I truly don’t know how he will answer. But he is smart. And instead of telling me of his experiences, he proceeds with a demonstration.

“Do you see that waitress over there?” he asks. “Ask her whether I am a Moroccan, a Persian or an Arab. If she says Arab, I will buy you another beer.”

I’m sure she will know he is an Arab. To me it’s too obvious. But his confidence makes me uncomfortable. As I call her over, he is smiling, and shaking his head.

“Excuse me, but do you see this handsome man I’m sitting with, do you think he is a Moroccan, a Persian or an Arab?”

She takes one look at Abed and laughs. “He is a Persian of course. It’s obvious.”

Abed and I nod to her, letting her believe she is right, and she walks away confidently.

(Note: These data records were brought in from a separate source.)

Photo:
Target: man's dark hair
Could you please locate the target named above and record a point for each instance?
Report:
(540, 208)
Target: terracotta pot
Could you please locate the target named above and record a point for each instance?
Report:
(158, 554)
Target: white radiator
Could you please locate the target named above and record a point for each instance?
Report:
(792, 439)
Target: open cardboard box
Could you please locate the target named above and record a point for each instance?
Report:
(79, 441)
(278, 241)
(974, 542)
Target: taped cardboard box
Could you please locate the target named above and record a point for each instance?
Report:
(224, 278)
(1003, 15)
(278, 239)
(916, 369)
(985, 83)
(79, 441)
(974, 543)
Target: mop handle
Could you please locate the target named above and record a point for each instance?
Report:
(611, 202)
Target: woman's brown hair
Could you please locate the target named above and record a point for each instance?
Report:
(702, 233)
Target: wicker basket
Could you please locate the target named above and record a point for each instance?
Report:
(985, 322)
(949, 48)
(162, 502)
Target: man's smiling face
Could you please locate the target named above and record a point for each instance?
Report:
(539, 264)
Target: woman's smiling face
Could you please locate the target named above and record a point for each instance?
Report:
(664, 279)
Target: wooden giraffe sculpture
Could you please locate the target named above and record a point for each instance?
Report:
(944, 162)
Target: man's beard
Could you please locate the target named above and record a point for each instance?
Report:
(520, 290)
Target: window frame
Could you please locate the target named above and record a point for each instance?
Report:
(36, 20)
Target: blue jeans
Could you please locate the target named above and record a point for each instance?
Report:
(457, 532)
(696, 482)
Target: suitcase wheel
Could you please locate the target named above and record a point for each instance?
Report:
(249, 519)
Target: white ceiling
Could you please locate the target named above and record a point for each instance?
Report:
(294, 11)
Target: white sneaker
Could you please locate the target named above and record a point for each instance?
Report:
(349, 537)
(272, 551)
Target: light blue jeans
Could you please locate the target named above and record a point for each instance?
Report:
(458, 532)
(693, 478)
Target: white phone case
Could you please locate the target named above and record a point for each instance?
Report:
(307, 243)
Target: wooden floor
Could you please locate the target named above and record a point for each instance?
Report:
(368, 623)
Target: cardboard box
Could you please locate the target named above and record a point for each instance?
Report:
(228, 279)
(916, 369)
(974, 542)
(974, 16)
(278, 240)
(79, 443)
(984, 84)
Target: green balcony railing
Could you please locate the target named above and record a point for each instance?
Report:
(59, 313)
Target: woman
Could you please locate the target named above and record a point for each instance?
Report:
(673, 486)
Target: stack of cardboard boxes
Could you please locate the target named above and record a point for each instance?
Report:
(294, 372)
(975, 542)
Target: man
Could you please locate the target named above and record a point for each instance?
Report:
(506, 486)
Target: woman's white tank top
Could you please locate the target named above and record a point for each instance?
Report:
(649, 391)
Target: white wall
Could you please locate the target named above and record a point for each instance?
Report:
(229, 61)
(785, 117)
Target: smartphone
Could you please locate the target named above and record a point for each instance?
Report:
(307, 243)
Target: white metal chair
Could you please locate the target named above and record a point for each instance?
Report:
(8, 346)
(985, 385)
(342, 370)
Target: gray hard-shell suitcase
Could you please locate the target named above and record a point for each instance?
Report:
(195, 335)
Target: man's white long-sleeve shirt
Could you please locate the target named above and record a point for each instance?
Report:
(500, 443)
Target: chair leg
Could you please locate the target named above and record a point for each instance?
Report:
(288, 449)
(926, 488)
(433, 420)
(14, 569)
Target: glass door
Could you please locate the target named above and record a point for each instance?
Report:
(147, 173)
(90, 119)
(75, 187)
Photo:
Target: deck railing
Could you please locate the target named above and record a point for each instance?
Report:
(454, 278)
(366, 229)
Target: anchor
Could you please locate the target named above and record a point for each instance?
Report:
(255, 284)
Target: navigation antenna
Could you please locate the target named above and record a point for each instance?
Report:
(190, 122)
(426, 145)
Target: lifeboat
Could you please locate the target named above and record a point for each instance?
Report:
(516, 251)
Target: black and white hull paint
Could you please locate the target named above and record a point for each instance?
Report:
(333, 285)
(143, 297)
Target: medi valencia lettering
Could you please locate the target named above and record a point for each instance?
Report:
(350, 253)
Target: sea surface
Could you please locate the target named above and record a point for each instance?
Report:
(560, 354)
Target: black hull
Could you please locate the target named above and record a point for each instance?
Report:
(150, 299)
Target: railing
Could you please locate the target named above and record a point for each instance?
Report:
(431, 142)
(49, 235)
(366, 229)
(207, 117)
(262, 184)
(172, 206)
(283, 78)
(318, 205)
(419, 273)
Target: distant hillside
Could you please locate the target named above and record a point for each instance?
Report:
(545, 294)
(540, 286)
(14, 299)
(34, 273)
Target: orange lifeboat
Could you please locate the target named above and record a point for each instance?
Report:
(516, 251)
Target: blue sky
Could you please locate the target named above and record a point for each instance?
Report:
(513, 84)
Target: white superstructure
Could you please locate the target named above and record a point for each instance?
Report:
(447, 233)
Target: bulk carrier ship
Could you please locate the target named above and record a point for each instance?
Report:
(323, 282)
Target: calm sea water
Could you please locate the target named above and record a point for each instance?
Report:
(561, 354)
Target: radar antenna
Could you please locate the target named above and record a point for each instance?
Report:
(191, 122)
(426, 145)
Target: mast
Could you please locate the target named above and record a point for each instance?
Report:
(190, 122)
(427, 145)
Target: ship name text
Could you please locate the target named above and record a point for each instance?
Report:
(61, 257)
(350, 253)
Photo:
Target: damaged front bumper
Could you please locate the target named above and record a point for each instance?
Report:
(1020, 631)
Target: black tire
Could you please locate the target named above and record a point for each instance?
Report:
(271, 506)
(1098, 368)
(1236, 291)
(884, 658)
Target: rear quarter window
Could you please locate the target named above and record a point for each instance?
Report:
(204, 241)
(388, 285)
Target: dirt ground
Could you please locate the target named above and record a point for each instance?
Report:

I’m ashamed. I don’t want to look at Abed. To see his cheeky I-told-you-so smile. He knew that undoubtedly, this waitress would never assume he was an Arab. How could this man, who is wearing shorts, drinking beer, and speaking with a perfect Hebrew accent, be an Arab?

Abed had demonstrated to me at least one facet of what being an Arab in Israel is like: It means living under the burden of stigmas and stereotypes. It means you are an outsider categorically.

He bought me the beer anyway, and I drank it with a silent shame flickering within me.

When it’s time to go, Abed helps me find the Synagogue where I am to meet my friends. Despite being from the North, he knows Jerusalem very well.

We shake hands.

“Shabbat Shalom,” he says with that cheeky smile of his.

Our hands still gripped together, I respond with as much as sincerity as I have ever said these two words before. “Shabbat Shalom.”


(FYI, the names in this blog are generally pseudonyms. The stories, however, are all non-fiction.)